Could someone intuitively explain to me Ohm's law?
I understand what voltage is and how it is the electric potential energy and that it is the integral of the electric field strength etc. I also understand that current is the rate at which charge flows at a specific point in the circuit, and I get that resistivity is the opposite of conductivity and that it's analogous to friction in some ways, but I cannot at all get the whole picture and connect the 3 together.
In addition to the other answers, here is something for the intuition:
$$V=RI$$
More "pressure" $V$ (more correctly: higher "pressure" difference from one side to the other) is required to keep the flow $I$ of charges constant when the flow is resisted by $R$. A thin wire has higher resistance than a thick wire, $R=\rho L/A$, analogous to a "bottleneck" in a traffic jam.
Think of plumbing for a close analogy. Voltage is how hard you are pushing, and current is how much flows. The relationship writes itself: why would you get more or less flow from the same pump? The measure of how much effort is used to get flow (it makes more sense as the reciprical: how much flows for a unit of effort) is the interesting property, and it's defined to fit in that relation exactly.
Conductivity is how much current flows for a unit voltage. It's defined by that observation. The blockage, friction, constriction, or whatnot of the pipe makes less flow for the same effort. E.g. a narrow pipe, or a curved section of corrigated pipe, will have a higher resistance.
Have you looked at Drude's model? I was taught something like that back at school and have kept it in mind as a intuitive way of understanding it.
We want to understand why the current (rate of flow of charge) should be linear with the potential difference.
The Drude idea is, as you noted, related to friction.
Firstly, the EM field is linear in the potential difference. This generates a force on the electrons in the conductor.
The electrons then accelerate with the field. Were their path unimpeded they would constantly accelerate. Instead, they 'collide' with atoms in the structure of the conductor and 'bounce' off. In steady state, the rate of specific impulse transferred from bounces has to balance the force due to the EM field.
The key observation by Drude is that the velocity of the electron at the time of collision will be directly proportional to the strength of the field.
Please be clear that this is only an intuitive model, albeit one that gives surprising insight despite being fairly crude.
If you go in depth of resistivity, it will be easy to get through the point. Voltage is the reason for the movements (flow) of electrons that produce current (charge divided by time). If you have many electrons and atoms in the way (like barriers, like when you are running in a crowd!) they reduce the rate of charge flow. Now it is clear that if there are more barriers (depends on things like the geometry, shape, material) you will get less current.
If you set up a circuit with any component (not just resistors) connected to a voltage source, you will find out that the current which will flow through the component depends on the voltage. In most cases, the higher the voltage the higher the current you will get.
Conversely, you can ask: how large a voltage does it take to get a certain current through the component? Again, this depends on the current you want to flow through through the component. To get small currents, small voltages suffice. For large currents, you need large voltages.
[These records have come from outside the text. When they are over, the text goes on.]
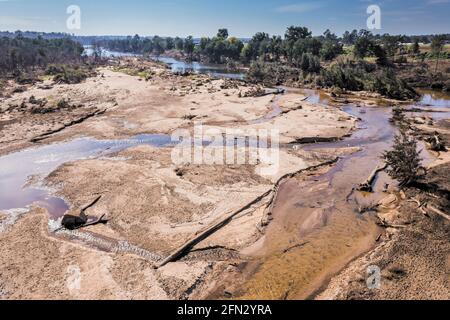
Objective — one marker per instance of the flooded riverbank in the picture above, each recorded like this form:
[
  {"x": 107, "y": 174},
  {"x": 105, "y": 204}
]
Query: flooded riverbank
[
  {"x": 320, "y": 222},
  {"x": 22, "y": 173}
]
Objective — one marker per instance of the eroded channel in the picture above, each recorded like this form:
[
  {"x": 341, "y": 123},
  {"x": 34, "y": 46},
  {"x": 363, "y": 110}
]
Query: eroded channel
[{"x": 320, "y": 222}]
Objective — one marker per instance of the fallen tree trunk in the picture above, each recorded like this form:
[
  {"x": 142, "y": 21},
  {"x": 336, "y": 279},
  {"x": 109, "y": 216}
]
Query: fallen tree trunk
[
  {"x": 435, "y": 143},
  {"x": 65, "y": 126},
  {"x": 72, "y": 222},
  {"x": 206, "y": 233},
  {"x": 367, "y": 185},
  {"x": 227, "y": 219}
]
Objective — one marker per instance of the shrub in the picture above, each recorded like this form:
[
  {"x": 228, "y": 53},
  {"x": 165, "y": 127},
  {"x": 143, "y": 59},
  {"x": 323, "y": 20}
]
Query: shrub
[{"x": 403, "y": 160}]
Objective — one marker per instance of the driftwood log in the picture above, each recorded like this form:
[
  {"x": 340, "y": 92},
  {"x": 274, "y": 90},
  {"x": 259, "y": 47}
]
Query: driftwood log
[
  {"x": 72, "y": 222},
  {"x": 229, "y": 217},
  {"x": 367, "y": 185},
  {"x": 439, "y": 212},
  {"x": 435, "y": 142},
  {"x": 67, "y": 125}
]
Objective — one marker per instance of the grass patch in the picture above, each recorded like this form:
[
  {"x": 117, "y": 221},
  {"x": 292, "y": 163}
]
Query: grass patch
[
  {"x": 69, "y": 74},
  {"x": 141, "y": 73}
]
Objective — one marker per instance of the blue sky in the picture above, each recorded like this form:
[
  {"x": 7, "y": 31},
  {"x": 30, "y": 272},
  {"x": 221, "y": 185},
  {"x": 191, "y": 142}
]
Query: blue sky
[{"x": 242, "y": 17}]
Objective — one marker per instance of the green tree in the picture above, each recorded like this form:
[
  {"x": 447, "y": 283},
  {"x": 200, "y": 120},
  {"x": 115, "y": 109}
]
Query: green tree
[
  {"x": 416, "y": 47},
  {"x": 189, "y": 47},
  {"x": 222, "y": 34},
  {"x": 296, "y": 33},
  {"x": 404, "y": 159},
  {"x": 437, "y": 45}
]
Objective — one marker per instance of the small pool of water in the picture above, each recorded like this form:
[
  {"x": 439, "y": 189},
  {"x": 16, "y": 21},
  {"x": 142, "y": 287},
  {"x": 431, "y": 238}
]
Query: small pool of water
[
  {"x": 213, "y": 70},
  {"x": 433, "y": 98}
]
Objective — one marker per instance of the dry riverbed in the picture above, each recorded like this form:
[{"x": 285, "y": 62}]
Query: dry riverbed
[
  {"x": 414, "y": 252},
  {"x": 153, "y": 205}
]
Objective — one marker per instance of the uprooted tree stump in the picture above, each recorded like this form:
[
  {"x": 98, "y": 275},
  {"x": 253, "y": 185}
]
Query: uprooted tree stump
[
  {"x": 367, "y": 186},
  {"x": 435, "y": 143},
  {"x": 72, "y": 222}
]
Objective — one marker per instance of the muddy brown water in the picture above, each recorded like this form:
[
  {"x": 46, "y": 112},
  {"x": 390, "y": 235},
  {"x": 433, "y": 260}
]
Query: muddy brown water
[
  {"x": 316, "y": 228},
  {"x": 22, "y": 173}
]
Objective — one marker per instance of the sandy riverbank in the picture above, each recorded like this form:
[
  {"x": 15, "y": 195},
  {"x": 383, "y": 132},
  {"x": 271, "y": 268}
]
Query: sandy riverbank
[{"x": 153, "y": 205}]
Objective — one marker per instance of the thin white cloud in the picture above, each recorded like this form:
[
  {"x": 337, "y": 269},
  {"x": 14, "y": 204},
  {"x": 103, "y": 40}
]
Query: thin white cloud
[{"x": 300, "y": 7}]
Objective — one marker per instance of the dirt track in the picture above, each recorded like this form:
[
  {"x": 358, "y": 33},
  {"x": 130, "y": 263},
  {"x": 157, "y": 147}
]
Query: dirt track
[{"x": 153, "y": 205}]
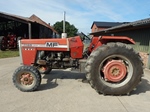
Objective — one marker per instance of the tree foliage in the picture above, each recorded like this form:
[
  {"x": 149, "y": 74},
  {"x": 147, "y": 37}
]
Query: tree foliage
[{"x": 71, "y": 30}]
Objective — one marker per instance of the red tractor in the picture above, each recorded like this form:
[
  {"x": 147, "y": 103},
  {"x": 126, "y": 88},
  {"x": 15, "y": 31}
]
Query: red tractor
[
  {"x": 110, "y": 64},
  {"x": 9, "y": 42}
]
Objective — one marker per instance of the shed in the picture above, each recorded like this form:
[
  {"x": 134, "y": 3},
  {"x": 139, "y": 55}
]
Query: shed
[
  {"x": 29, "y": 27},
  {"x": 100, "y": 25}
]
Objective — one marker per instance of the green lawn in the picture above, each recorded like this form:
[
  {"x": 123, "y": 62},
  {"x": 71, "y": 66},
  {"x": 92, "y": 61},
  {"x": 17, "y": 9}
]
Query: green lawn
[{"x": 9, "y": 53}]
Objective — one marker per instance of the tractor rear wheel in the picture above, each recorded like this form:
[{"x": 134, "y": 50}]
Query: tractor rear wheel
[
  {"x": 26, "y": 78},
  {"x": 3, "y": 43},
  {"x": 114, "y": 69}
]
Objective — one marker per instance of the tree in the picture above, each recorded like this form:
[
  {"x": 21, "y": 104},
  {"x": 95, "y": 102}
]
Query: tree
[{"x": 71, "y": 30}]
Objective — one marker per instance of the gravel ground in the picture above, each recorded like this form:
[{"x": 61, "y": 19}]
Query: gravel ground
[{"x": 64, "y": 91}]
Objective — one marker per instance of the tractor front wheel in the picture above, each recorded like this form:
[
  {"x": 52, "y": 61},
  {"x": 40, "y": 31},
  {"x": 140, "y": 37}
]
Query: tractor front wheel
[
  {"x": 114, "y": 69},
  {"x": 44, "y": 69},
  {"x": 26, "y": 78}
]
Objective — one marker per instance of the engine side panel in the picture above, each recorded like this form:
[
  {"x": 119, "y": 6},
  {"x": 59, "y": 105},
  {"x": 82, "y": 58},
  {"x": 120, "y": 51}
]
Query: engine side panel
[
  {"x": 29, "y": 48},
  {"x": 76, "y": 47}
]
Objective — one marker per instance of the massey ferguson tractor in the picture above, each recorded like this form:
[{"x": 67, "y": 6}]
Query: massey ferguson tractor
[{"x": 111, "y": 65}]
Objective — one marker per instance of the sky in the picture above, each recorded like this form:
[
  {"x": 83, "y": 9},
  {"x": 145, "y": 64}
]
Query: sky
[{"x": 80, "y": 13}]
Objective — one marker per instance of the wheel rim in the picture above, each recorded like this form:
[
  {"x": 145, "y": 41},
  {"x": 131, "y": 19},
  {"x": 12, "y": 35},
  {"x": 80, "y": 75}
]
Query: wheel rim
[
  {"x": 42, "y": 68},
  {"x": 115, "y": 70},
  {"x": 26, "y": 79}
]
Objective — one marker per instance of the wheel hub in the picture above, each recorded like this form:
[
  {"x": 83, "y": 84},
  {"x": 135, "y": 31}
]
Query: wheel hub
[
  {"x": 26, "y": 79},
  {"x": 114, "y": 70}
]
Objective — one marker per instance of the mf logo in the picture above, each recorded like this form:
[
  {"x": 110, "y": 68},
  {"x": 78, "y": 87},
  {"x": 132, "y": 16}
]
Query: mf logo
[{"x": 51, "y": 44}]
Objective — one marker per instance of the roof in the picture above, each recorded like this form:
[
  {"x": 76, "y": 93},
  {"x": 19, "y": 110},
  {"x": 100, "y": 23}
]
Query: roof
[
  {"x": 31, "y": 19},
  {"x": 13, "y": 16},
  {"x": 106, "y": 24},
  {"x": 142, "y": 22},
  {"x": 36, "y": 19}
]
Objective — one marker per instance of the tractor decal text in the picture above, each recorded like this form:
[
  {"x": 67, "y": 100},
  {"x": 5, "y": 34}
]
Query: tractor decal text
[
  {"x": 51, "y": 44},
  {"x": 46, "y": 45}
]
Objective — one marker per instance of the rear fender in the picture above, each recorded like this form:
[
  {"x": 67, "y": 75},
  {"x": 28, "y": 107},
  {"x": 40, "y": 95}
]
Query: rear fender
[
  {"x": 99, "y": 41},
  {"x": 123, "y": 39}
]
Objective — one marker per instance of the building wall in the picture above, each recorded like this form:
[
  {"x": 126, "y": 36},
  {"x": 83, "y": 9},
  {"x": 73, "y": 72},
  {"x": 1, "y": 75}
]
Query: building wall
[{"x": 96, "y": 29}]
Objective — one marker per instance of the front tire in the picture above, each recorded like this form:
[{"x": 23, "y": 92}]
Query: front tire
[
  {"x": 114, "y": 69},
  {"x": 26, "y": 78}
]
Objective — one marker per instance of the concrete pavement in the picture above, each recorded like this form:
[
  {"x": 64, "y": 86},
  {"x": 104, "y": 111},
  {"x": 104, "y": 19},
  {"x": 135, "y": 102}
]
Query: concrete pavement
[{"x": 63, "y": 91}]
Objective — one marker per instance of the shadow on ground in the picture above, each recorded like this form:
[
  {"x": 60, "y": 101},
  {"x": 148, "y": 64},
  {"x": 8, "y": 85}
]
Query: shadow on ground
[
  {"x": 54, "y": 75},
  {"x": 143, "y": 87}
]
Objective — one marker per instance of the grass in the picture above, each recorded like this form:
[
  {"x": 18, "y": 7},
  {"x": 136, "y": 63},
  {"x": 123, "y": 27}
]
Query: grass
[{"x": 9, "y": 53}]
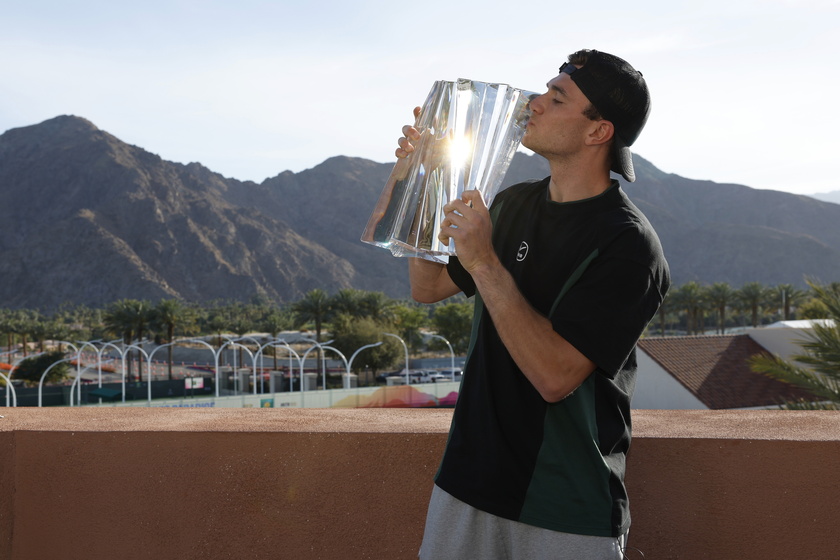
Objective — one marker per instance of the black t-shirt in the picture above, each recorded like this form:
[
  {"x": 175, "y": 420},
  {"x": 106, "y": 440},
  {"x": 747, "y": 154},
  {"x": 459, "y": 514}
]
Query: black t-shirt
[{"x": 595, "y": 268}]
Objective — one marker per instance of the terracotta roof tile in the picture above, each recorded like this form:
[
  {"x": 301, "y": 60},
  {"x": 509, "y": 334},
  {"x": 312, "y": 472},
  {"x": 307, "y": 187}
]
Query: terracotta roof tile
[{"x": 715, "y": 370}]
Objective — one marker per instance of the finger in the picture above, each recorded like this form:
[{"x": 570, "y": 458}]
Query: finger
[
  {"x": 411, "y": 132},
  {"x": 458, "y": 206},
  {"x": 473, "y": 198}
]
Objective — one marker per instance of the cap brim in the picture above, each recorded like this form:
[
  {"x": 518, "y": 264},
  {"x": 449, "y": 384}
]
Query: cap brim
[{"x": 623, "y": 161}]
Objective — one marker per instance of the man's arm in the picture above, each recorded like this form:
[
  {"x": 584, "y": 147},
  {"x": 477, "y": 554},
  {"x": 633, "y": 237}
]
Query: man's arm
[{"x": 553, "y": 366}]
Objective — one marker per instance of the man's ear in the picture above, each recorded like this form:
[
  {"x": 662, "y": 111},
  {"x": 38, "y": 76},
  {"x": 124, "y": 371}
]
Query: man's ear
[{"x": 601, "y": 133}]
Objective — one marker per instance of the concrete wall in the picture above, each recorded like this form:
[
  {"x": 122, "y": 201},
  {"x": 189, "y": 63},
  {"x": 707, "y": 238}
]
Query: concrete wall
[{"x": 104, "y": 483}]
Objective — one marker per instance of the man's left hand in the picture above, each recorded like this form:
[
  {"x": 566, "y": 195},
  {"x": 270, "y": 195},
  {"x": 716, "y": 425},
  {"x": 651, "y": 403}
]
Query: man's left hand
[{"x": 468, "y": 223}]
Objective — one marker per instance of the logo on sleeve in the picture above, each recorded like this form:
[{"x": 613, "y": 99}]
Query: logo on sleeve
[{"x": 523, "y": 252}]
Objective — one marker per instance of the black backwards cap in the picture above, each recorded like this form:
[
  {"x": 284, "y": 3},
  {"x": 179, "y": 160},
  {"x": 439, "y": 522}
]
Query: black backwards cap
[{"x": 620, "y": 95}]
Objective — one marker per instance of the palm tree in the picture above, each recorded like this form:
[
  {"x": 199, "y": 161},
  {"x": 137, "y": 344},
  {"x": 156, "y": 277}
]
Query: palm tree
[
  {"x": 169, "y": 314},
  {"x": 313, "y": 308},
  {"x": 690, "y": 298},
  {"x": 408, "y": 321},
  {"x": 720, "y": 296},
  {"x": 118, "y": 319},
  {"x": 753, "y": 296},
  {"x": 452, "y": 321},
  {"x": 273, "y": 322},
  {"x": 790, "y": 297},
  {"x": 378, "y": 306},
  {"x": 347, "y": 302},
  {"x": 129, "y": 318},
  {"x": 820, "y": 372}
]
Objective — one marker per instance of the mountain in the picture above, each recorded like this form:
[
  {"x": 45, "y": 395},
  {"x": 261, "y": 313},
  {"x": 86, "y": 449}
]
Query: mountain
[
  {"x": 833, "y": 196},
  {"x": 86, "y": 218}
]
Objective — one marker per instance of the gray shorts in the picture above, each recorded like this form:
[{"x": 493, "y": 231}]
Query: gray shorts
[{"x": 457, "y": 531}]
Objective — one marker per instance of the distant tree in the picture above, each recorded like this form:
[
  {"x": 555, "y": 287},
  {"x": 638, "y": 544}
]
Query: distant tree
[
  {"x": 274, "y": 322},
  {"x": 313, "y": 308},
  {"x": 819, "y": 371},
  {"x": 129, "y": 318},
  {"x": 378, "y": 306},
  {"x": 453, "y": 321},
  {"x": 169, "y": 315},
  {"x": 753, "y": 297},
  {"x": 346, "y": 302},
  {"x": 788, "y": 297},
  {"x": 351, "y": 333},
  {"x": 408, "y": 320},
  {"x": 720, "y": 296},
  {"x": 690, "y": 298}
]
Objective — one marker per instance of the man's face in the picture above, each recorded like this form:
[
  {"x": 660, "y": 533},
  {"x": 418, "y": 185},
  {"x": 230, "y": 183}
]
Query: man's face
[{"x": 558, "y": 127}]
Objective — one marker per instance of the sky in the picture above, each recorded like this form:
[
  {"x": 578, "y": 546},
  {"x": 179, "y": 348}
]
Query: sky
[{"x": 743, "y": 92}]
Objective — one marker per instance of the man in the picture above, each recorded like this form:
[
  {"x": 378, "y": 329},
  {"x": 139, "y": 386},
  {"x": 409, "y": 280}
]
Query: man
[{"x": 567, "y": 273}]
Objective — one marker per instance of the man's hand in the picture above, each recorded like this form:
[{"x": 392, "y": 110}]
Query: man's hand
[
  {"x": 410, "y": 134},
  {"x": 468, "y": 222}
]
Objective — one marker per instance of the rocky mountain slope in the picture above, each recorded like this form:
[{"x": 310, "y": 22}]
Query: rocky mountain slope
[{"x": 86, "y": 218}]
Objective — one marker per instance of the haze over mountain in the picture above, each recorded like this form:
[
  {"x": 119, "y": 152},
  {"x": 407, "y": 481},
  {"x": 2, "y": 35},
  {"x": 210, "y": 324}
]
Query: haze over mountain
[{"x": 86, "y": 218}]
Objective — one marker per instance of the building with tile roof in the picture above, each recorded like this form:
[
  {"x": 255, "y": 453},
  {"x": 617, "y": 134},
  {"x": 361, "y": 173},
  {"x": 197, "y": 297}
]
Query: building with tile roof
[{"x": 712, "y": 372}]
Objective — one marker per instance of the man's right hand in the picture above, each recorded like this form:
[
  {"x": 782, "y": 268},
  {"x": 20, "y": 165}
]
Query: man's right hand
[{"x": 410, "y": 134}]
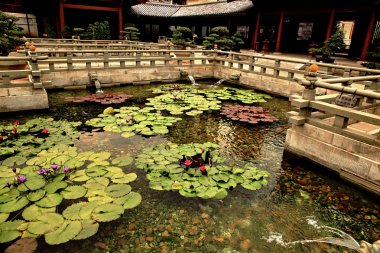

This qualitative observation is what almost all electrical components have in common. But examining the situation quantitavely will lead to this kind of question: How many volts do I need per ampere to have my desired current flow through the component. The answer depends on the component, and the physical quantity is called resistance.
Example: a two ohms resistor. Two ohms means you need two volts per ampere. So if you want 10 amperes to flow through the resistor you need 20 Volts.
I've always looked at it as an analogy to a "drop in potential energy". ${M*g*H}$ is the potential energy of a mass that is held a distance $H$ above the ground. If it drops halfway, it then has half the potential energy.
If the current passes through a resistor, the voltage drop or "potential energy drop" is equal to $I*R$. You now have less "driving force" to push the desired current through the next resistor if there is one.
In other words, the battery can only push so much current through the existing resistor system.
This illustration uses a pipe filled with water to represent a wire conducting electricity.
Amps, aka current, can be thought of as volume of water and is controlled by the size of the wire (or tube here, represented as ohms aka resistance). Volts would be the water pressure, or intensity of electricity.
So a wire's size limits the amps, just as a pipe's size limits water.